Um Gato Miando

Que saudade de você,

Sentado em frente a janela,

Queria ao menos te ver,

A chuva cai e escorre pelas frestas.

Estou ouvindo um miado,

Ao longe o som do bichano,

Podia ser sua voz em eco simulado,

Mas é outra melancolia, não me engano.

A chuva que escorre cora por mim,

Poupa-me lágrimas em vão,

Seria desperdiçar choro se fosse por ti?

Acredito que nesse caso, não.

O gato ou gata, não sei o sexo,

Esse miado parece entristecido,

Talvez esteja num outro tédio,

Compartilhando o tempo umedecido.

Estalos os dedos por enfado,

Folheio um romance,

Sem empolgação me desfaço,

Estou num doloroso transe.

Ligo a tv e o dedo repete o gesto,

Desligando esse aparelho sem novidade,

A programação que passa eu detesto,

Queria dar uma volta pela chuvosa cidade.

Mas estou desanimado,

Me guardar com guarda-chuva,

Pego um cobertor no armário,

Me enrolo e ouço música.

A rádio reflete o tempo,

Canções depressivas,

Por um instante lamento,

Levanto e busco uma bebida.

Meio copo de vodka barata,

Acendo um cigarro de filtro amarelo,

O apartamento repleto de fumaça,

Meu olhar vazio fitando o mofo no teto.

E esse gato miando,

Será que está se molhando?

Já está me incomodando,

Por que não sossega o bichano?

Vozes no andar de cima,

Pelo tom é discussão,

Todo dia ali sai uma briga,

Gente de pouca moderação.

Mais meio copo e num só trago,

Absorvo o líquido que arde,

Pelo canto da boca eu babo,

No vidro o reflexo é de um traste.

Hoje é quinta, com cara de domingo,

A cidade parece estar mais lenta,

Talvez eu a veja assim por fatídicos motivos,

O clima torna as faces mais sombrias, densas.

Dou três passos e paro,

Volto em direção a poltrona,

Estou um pouco pálido,

Sinto uma interna vergonha.

A campainha toca impaciente,

No olho mágico percebo,

Não é quem desejava, certamente,

Atendo e despacho o sujeito.

Agora sinto vontade de ler,

Abro o romance de novo,

Não consigo me entreter,

Fecho o livro com certo nojo.

Se estivesse comigo,

A beijaria com hálito de bebida,

Estou ficando deprimido,

Entorpecer se tonra a única garantia.

Tomo uma distância no cômodo,

Venho galopante ao encontro da janela,

A vidraça se quebra e faz estrondo,

O corpo se choca na pequena passarela.

Gritos e pessoas amontoando em volta,

O sangue escorre pela fronte aberta,

Crianças que acabavam de sair da escola,

Vão verificar a novidade indigesta.

Figura de bermuda, sem camisa,

O cobertor se desprendeu ao cair,

Pousando ao lado de forma distinta,

Moradores das nelas iam conferir.

No jornal a polícia dizia investigar as causas,

Um vizinho disse ser pessoa de hábitos estranhos,

Certa senhora foi tachativa, "isso é amor em falta",

Estatísticas relataram sem causar muito espanto.

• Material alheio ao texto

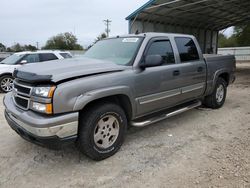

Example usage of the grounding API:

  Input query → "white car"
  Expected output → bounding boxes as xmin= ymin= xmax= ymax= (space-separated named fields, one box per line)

xmin=0 ymin=50 xmax=72 ymax=93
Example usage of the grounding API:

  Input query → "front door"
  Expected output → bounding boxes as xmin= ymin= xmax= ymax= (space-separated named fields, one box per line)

xmin=134 ymin=38 xmax=184 ymax=116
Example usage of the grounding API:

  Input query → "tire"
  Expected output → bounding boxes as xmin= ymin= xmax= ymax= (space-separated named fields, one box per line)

xmin=203 ymin=77 xmax=227 ymax=109
xmin=77 ymin=102 xmax=127 ymax=161
xmin=0 ymin=75 xmax=14 ymax=93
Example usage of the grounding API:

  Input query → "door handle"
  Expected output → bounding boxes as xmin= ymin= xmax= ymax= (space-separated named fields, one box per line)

xmin=173 ymin=70 xmax=180 ymax=76
xmin=197 ymin=67 xmax=203 ymax=72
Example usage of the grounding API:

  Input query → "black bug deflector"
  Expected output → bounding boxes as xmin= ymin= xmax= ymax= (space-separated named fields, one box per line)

xmin=13 ymin=69 xmax=53 ymax=84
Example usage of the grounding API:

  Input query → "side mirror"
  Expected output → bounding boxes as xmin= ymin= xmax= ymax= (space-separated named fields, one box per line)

xmin=140 ymin=55 xmax=163 ymax=69
xmin=19 ymin=60 xmax=27 ymax=65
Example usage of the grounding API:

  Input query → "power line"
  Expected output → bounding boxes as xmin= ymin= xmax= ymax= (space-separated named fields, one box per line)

xmin=103 ymin=19 xmax=112 ymax=37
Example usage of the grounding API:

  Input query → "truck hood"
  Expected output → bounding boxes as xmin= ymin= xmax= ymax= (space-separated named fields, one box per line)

xmin=13 ymin=57 xmax=128 ymax=83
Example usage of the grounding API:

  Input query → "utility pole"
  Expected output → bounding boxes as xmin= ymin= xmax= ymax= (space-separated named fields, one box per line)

xmin=103 ymin=19 xmax=112 ymax=37
xmin=36 ymin=42 xmax=39 ymax=50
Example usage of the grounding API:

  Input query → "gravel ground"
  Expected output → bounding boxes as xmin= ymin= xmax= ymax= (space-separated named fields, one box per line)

xmin=0 ymin=63 xmax=249 ymax=188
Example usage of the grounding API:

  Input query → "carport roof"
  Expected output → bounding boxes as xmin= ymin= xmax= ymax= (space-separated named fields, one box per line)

xmin=126 ymin=0 xmax=250 ymax=31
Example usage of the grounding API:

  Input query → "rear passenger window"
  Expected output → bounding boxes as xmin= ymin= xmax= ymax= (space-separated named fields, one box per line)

xmin=175 ymin=37 xmax=199 ymax=62
xmin=147 ymin=40 xmax=175 ymax=65
xmin=39 ymin=53 xmax=58 ymax=62
xmin=60 ymin=53 xmax=72 ymax=59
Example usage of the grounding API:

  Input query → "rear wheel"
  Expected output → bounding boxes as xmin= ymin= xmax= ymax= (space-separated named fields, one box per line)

xmin=77 ymin=102 xmax=127 ymax=161
xmin=0 ymin=75 xmax=14 ymax=93
xmin=203 ymin=77 xmax=227 ymax=109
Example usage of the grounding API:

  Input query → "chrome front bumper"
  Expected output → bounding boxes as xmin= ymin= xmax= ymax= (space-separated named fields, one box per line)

xmin=3 ymin=92 xmax=79 ymax=139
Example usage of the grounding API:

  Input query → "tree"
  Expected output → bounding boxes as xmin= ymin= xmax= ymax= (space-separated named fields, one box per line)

xmin=0 ymin=43 xmax=6 ymax=52
xmin=218 ymin=33 xmax=238 ymax=48
xmin=10 ymin=43 xmax=23 ymax=52
xmin=95 ymin=33 xmax=107 ymax=43
xmin=6 ymin=43 xmax=37 ymax=52
xmin=218 ymin=24 xmax=250 ymax=48
xmin=86 ymin=33 xmax=107 ymax=50
xmin=43 ymin=32 xmax=83 ymax=50
xmin=24 ymin=45 xmax=37 ymax=51
xmin=233 ymin=25 xmax=250 ymax=47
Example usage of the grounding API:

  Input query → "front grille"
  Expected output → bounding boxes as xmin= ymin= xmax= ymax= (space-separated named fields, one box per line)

xmin=14 ymin=95 xmax=29 ymax=110
xmin=13 ymin=81 xmax=32 ymax=110
xmin=14 ymin=82 xmax=32 ymax=96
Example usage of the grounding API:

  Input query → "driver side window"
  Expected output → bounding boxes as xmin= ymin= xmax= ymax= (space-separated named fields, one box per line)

xmin=22 ymin=54 xmax=40 ymax=63
xmin=147 ymin=40 xmax=175 ymax=65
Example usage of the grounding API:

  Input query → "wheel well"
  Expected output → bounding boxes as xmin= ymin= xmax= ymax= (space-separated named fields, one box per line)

xmin=0 ymin=73 xmax=13 ymax=78
xmin=80 ymin=95 xmax=133 ymax=121
xmin=218 ymin=73 xmax=229 ymax=86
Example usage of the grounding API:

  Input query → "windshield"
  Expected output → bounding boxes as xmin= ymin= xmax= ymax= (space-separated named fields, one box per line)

xmin=84 ymin=37 xmax=143 ymax=65
xmin=0 ymin=54 xmax=24 ymax=65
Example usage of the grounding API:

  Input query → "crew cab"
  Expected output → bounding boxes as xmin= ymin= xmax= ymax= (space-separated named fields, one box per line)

xmin=0 ymin=50 xmax=72 ymax=93
xmin=3 ymin=33 xmax=235 ymax=160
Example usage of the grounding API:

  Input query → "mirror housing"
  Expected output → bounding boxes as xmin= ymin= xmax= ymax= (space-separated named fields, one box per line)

xmin=19 ymin=60 xmax=27 ymax=65
xmin=140 ymin=55 xmax=163 ymax=69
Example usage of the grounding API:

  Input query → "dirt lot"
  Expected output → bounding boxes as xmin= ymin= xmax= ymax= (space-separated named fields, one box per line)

xmin=0 ymin=63 xmax=249 ymax=188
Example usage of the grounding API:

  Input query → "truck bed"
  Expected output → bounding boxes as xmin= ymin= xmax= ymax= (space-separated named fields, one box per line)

xmin=203 ymin=54 xmax=235 ymax=62
xmin=203 ymin=53 xmax=236 ymax=95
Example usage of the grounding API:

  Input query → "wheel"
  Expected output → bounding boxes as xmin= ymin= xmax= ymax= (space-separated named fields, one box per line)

xmin=203 ymin=77 xmax=227 ymax=109
xmin=0 ymin=75 xmax=14 ymax=93
xmin=77 ymin=102 xmax=127 ymax=161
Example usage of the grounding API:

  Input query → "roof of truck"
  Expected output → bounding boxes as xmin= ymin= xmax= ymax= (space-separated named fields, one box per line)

xmin=114 ymin=32 xmax=195 ymax=38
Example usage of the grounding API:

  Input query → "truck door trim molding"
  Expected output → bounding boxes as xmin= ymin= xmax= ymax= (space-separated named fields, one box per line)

xmin=137 ymin=82 xmax=205 ymax=105
xmin=137 ymin=88 xmax=181 ymax=105
xmin=181 ymin=82 xmax=205 ymax=94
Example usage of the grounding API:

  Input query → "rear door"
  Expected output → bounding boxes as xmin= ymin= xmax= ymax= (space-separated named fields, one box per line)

xmin=174 ymin=37 xmax=206 ymax=101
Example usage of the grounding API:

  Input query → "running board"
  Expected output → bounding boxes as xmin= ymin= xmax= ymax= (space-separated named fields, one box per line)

xmin=131 ymin=100 xmax=202 ymax=127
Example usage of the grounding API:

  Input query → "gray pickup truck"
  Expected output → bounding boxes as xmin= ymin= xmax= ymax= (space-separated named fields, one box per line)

xmin=4 ymin=33 xmax=235 ymax=160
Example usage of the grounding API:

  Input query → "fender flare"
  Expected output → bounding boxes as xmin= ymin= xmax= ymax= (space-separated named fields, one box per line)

xmin=211 ymin=68 xmax=230 ymax=91
xmin=73 ymin=86 xmax=136 ymax=116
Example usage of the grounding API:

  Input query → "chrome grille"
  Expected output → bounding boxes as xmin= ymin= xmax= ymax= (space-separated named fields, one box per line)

xmin=13 ymin=81 xmax=32 ymax=110
xmin=13 ymin=95 xmax=29 ymax=110
xmin=13 ymin=81 xmax=32 ymax=96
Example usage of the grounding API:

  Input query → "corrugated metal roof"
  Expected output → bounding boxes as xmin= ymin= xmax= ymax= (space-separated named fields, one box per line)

xmin=126 ymin=0 xmax=250 ymax=30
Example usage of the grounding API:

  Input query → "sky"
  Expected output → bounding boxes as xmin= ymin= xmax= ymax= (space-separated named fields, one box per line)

xmin=0 ymin=0 xmax=148 ymax=48
xmin=0 ymin=0 xmax=234 ymax=49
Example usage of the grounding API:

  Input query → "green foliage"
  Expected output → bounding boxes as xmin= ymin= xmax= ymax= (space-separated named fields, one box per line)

xmin=43 ymin=32 xmax=83 ymax=50
xmin=6 ymin=43 xmax=37 ymax=52
xmin=219 ymin=24 xmax=250 ymax=47
xmin=218 ymin=33 xmax=238 ymax=48
xmin=0 ymin=43 xmax=6 ymax=52
xmin=95 ymin=33 xmax=107 ymax=43
xmin=233 ymin=25 xmax=250 ymax=47
xmin=24 ymin=45 xmax=37 ymax=51
xmin=86 ymin=33 xmax=107 ymax=50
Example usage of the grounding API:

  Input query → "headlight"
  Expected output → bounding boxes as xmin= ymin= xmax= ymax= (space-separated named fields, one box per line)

xmin=32 ymin=86 xmax=56 ymax=98
xmin=31 ymin=102 xmax=53 ymax=114
xmin=31 ymin=86 xmax=55 ymax=114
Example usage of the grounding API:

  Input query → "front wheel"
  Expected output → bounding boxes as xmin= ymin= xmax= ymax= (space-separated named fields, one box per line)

xmin=0 ymin=75 xmax=14 ymax=93
xmin=203 ymin=77 xmax=227 ymax=109
xmin=77 ymin=102 xmax=127 ymax=161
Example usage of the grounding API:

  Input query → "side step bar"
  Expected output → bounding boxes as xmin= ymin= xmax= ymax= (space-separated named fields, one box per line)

xmin=131 ymin=100 xmax=202 ymax=127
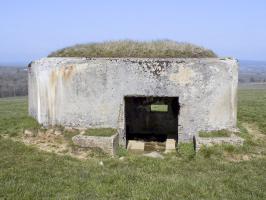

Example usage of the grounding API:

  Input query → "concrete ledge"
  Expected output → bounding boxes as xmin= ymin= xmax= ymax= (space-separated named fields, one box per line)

xmin=196 ymin=134 xmax=244 ymax=151
xmin=72 ymin=134 xmax=119 ymax=155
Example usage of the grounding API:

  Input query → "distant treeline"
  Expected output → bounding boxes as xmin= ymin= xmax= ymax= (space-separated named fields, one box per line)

xmin=0 ymin=67 xmax=28 ymax=98
xmin=239 ymin=60 xmax=266 ymax=83
xmin=239 ymin=77 xmax=266 ymax=83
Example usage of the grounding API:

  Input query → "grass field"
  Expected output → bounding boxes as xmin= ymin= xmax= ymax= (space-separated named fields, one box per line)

xmin=0 ymin=89 xmax=266 ymax=199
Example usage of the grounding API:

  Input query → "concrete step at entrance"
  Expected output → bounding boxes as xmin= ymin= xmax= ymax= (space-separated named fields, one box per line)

xmin=127 ymin=140 xmax=174 ymax=153
xmin=165 ymin=139 xmax=176 ymax=153
xmin=127 ymin=140 xmax=145 ymax=151
xmin=144 ymin=141 xmax=165 ymax=152
xmin=127 ymin=136 xmax=177 ymax=154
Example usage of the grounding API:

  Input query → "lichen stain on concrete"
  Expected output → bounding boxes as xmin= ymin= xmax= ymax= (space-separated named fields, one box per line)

xmin=61 ymin=65 xmax=75 ymax=81
xmin=169 ymin=65 xmax=195 ymax=85
xmin=50 ymin=65 xmax=75 ymax=86
xmin=50 ymin=69 xmax=58 ymax=88
xmin=47 ymin=65 xmax=76 ymax=124
xmin=48 ymin=69 xmax=59 ymax=123
xmin=138 ymin=61 xmax=168 ymax=76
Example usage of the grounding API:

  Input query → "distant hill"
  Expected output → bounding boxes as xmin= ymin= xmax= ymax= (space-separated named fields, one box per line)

xmin=239 ymin=60 xmax=266 ymax=83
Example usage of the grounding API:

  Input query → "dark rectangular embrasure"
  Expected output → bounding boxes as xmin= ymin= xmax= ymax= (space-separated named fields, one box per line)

xmin=125 ymin=96 xmax=179 ymax=142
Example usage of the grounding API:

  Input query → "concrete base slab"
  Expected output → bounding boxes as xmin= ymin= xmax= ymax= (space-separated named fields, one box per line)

xmin=72 ymin=134 xmax=119 ymax=155
xmin=165 ymin=139 xmax=176 ymax=153
xmin=196 ymin=134 xmax=244 ymax=151
xmin=127 ymin=140 xmax=145 ymax=150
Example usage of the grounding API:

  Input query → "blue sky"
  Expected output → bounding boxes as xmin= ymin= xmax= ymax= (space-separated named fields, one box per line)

xmin=0 ymin=0 xmax=266 ymax=66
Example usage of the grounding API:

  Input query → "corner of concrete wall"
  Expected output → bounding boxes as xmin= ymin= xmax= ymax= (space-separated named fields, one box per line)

xmin=28 ymin=61 xmax=38 ymax=121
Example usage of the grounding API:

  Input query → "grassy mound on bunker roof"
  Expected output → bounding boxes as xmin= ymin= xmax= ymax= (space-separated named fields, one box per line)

xmin=48 ymin=40 xmax=217 ymax=58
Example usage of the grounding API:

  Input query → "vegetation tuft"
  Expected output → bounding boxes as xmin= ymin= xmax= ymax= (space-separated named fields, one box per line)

xmin=177 ymin=143 xmax=196 ymax=160
xmin=116 ymin=146 xmax=128 ymax=157
xmin=48 ymin=40 xmax=217 ymax=58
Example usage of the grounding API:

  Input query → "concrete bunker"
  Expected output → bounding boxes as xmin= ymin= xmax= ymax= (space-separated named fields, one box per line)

xmin=125 ymin=96 xmax=179 ymax=144
xmin=28 ymin=57 xmax=239 ymax=150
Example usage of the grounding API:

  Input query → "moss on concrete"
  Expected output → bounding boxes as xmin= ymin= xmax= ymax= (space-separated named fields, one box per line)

xmin=84 ymin=128 xmax=117 ymax=137
xmin=199 ymin=129 xmax=232 ymax=137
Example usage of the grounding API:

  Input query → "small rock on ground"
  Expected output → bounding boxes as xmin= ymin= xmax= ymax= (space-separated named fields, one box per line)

xmin=143 ymin=151 xmax=164 ymax=159
xmin=54 ymin=130 xmax=62 ymax=136
xmin=24 ymin=129 xmax=35 ymax=137
xmin=119 ymin=156 xmax=125 ymax=161
xmin=99 ymin=161 xmax=104 ymax=166
xmin=46 ymin=129 xmax=54 ymax=135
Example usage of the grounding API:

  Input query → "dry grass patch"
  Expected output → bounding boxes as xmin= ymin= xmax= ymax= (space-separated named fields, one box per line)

xmin=49 ymin=40 xmax=217 ymax=58
xmin=242 ymin=123 xmax=265 ymax=140
xmin=19 ymin=128 xmax=107 ymax=160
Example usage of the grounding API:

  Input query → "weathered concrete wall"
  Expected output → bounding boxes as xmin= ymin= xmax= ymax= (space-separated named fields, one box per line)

xmin=28 ymin=57 xmax=238 ymax=146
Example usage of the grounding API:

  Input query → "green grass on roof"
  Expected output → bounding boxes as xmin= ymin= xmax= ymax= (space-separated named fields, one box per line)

xmin=48 ymin=40 xmax=217 ymax=58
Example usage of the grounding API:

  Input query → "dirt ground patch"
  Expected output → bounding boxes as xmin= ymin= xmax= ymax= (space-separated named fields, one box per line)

xmin=224 ymin=123 xmax=266 ymax=162
xmin=242 ymin=123 xmax=265 ymax=140
xmin=5 ymin=122 xmax=266 ymax=162
xmin=224 ymin=152 xmax=264 ymax=162
xmin=14 ymin=129 xmax=107 ymax=159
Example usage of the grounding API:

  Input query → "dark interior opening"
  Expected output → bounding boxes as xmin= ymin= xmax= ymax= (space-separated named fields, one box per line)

Como ninguém reclamou o corpo,

Foi enterrado como indigente moderado,

Recebia pequeno ordenado, nada gordo,

Serviços autônomos, bicos como eram chamados.

Alguns clientes foram ao cemitério,

Acharam triste não ter ninguém,

Foi cerimônia rápida, sem lero lero,

Na casa não acharam um vintém.

Os poucos objetos foram doados,

O apartamento alugado,

Sem saber do ocorrido o novo proprietário,

O cidadão morto não foi mais lembrado.

Meses depois o morador do andar de cima,

Dizia a sua esposa que achava estranho,

Perguntando se recordava de um gato que ouvia,

Com um melancólico miado que lhe parecia estranho?

A esposa nunca reparou nesse fato,

O marido achando que era por desconsideração,

Iniciou outra briga com palavrões reverberando abaixo,

Tudo seguindo o ritmo conforme manda a tradição.